L’ex-président de la Côte d’Ivoire, Laurent Gbagbo, devant la Cour Pénale Internationale

Un autre argument en faveur des partisans de la sortie, c’est qu’aucun leader de pays occidental ou affilié à ceux-ci n’ait jamais été visé par une quelconque poursuite à son encontre, même en étant responsable de crimes indéniables en différents endroits du monde. Plusieurs experts et observateurs reconnaissent aussi l’accusation qui est portée en direction de la Cour pénale internationale : celle d’être un instrument de punition et de pression de l’Occident politique.

Par ailleurs, de plus en plus de voix s’élèvent actuellement, en Afrique, pour mettre en place une Cour pénale panafricaine. Un défi de taille, mais qui pourrait effectivement être la solution à terme pour résoudre les problèmes existants au niveau continental. Enfin, il y a aussi les partisans du renforcement des justices nationales. Parmi eux beaucoup d’experts africains comme étrangers, notamment Alexandre Mezyaev, un expert russe du droit international qui connaît bien l’Afrique. Leur argument : renforcer l’état du droit des juridictions concernées, tout en privilégiant la souveraineté nationale.
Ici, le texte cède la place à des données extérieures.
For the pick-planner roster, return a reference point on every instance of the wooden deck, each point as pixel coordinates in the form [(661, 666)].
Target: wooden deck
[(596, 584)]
Quoi qu’il en soit et à travers cette initiative panafricaine au niveau de l’Union africaine, l’Afrique confirme qu’elle compte faire partie intégrante du monde multipolaire et des processus qui en découlent. Les pressions extérieures vont certainement se poursuivre, peut-être même s’accentuer, mais c’est effectivement aux États africains de décider de leur avenir, dans un cadre souverain. Si certains pays préfèrent rester dans le giron occidental, il faut leur reconnaître ce droit. Mais ceux qui ont décidé de s’en affranchir et de former les alliances qu’ils jugeront nécessaires ont eux aussi ce droit que personne ne peut leur nier. Et c’est dans ce cadre qu’il faut voir la suite des événements. Une suite logique : beaucoup d’autres pays africains vont vraisemblablement quitter la Cour pénale internationale, d’autres vont y rester pour encore quelque temps. Le futur montrera qui avait raison.